The Czech PMI edged closer to the 50 break-even point that marks the barrier between expansion and contraction, rising to 49.5 from 47.1 in August, Markit Economics said.
Production and new orders cleared that hurdle for a second month in a row, and the new export orders index edged above 50 for the first time in 15 months.
Poland's PMI was flat at 48.2, ending a run of seven monthly increases this year. Seasonally adjusted output fell slightly but was still above 50 at 50.5.
Hungary's PMI, compiled under different methodology than the Markit data, rose to 49.0 in September from 46.0.
Analysts said the data was positive and showed a continued climb toward recovery.
But they said the structure of production faced risks ahead, not least after a long draw-down of inventories and the approaching end to car-scrap subsidy schemes in the euro zone that pushed up orders for eastern-made cars.

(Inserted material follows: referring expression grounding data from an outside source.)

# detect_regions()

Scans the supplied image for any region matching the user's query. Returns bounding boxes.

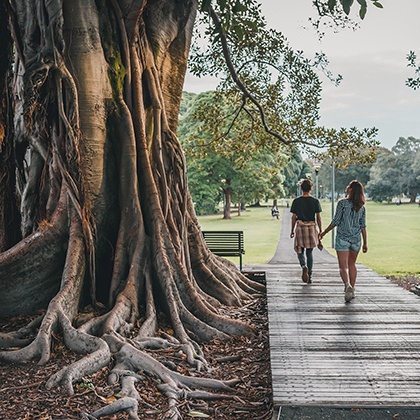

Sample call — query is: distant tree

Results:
[178,91,198,117]
[179,91,289,218]
[185,147,287,218]
[318,159,373,196]
[411,151,420,175]
[186,156,222,215]
[365,175,400,203]
[366,149,400,202]
[235,153,286,210]
[366,140,420,203]
[391,136,420,155]
[281,151,313,197]
[392,137,420,202]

"At least part of the industrial rebound has been due to the slowdown in the pace of inventory rundowns, and then also you've got the car schemes too," said Capital Economics analyst Neil Shearing.
"That just brings demand forward and raises the risk of a double-dip recession next year. On the face of it, (the PMI data is) good news, but there are still plenty of reasons to be cautious."
DOUBLE DIP?
Clear signs of improvement appeared in other data on Thursday with a much-lower-than expected drop in Czech industrial output, which fell just 8.1 percent year-on-year in August, decelerating from a 18.2 percent fall in July.
It was the first single-digit fall after nine months of double-digit drops. Analysts had forecast a 12.5 percent fall.
But risks remain. The Czech central bank has said it expects a "W"-shaped recession, with positive growth increasing and then dipping back towards zero in the middle of next year.
And on Thursday Czech carmaker Skoda <VWOG.DE> said it was considering halting production for two days this month.
Skoda, the largest Czech company by sales, said the idea was tied to a fall in demand following the end of a German scheme in which consumers received government funds to buy new cars.
"Overall we expect that the entire processing industry, due to an end of the scrap subsidy, (will) cool and recovery in the dynamics will slow down," said Jaromir Sindel of Citibank.
Poland, with its region-leading 38-million domestic consumer market, is also expected to show weaker growth through around 2011 and worries persist over next year's sharply higher budget deficit target and over public debt, which may breach a second safety level of 55 percent of gross domestic product.
But Poland is still less dependent on industry and exports than the Hungarians and Czechs, whose economies are 70-80 percent driven by sales abroad, and analysts said its recovery picture, while still not completely clear, was positive.
"A protracted decline in employment suggests consumption may falter in the months ahead and that 3Q GDP is softer than 2Q," Juliet Sampson, chief economist for emerging Europe at HSBC.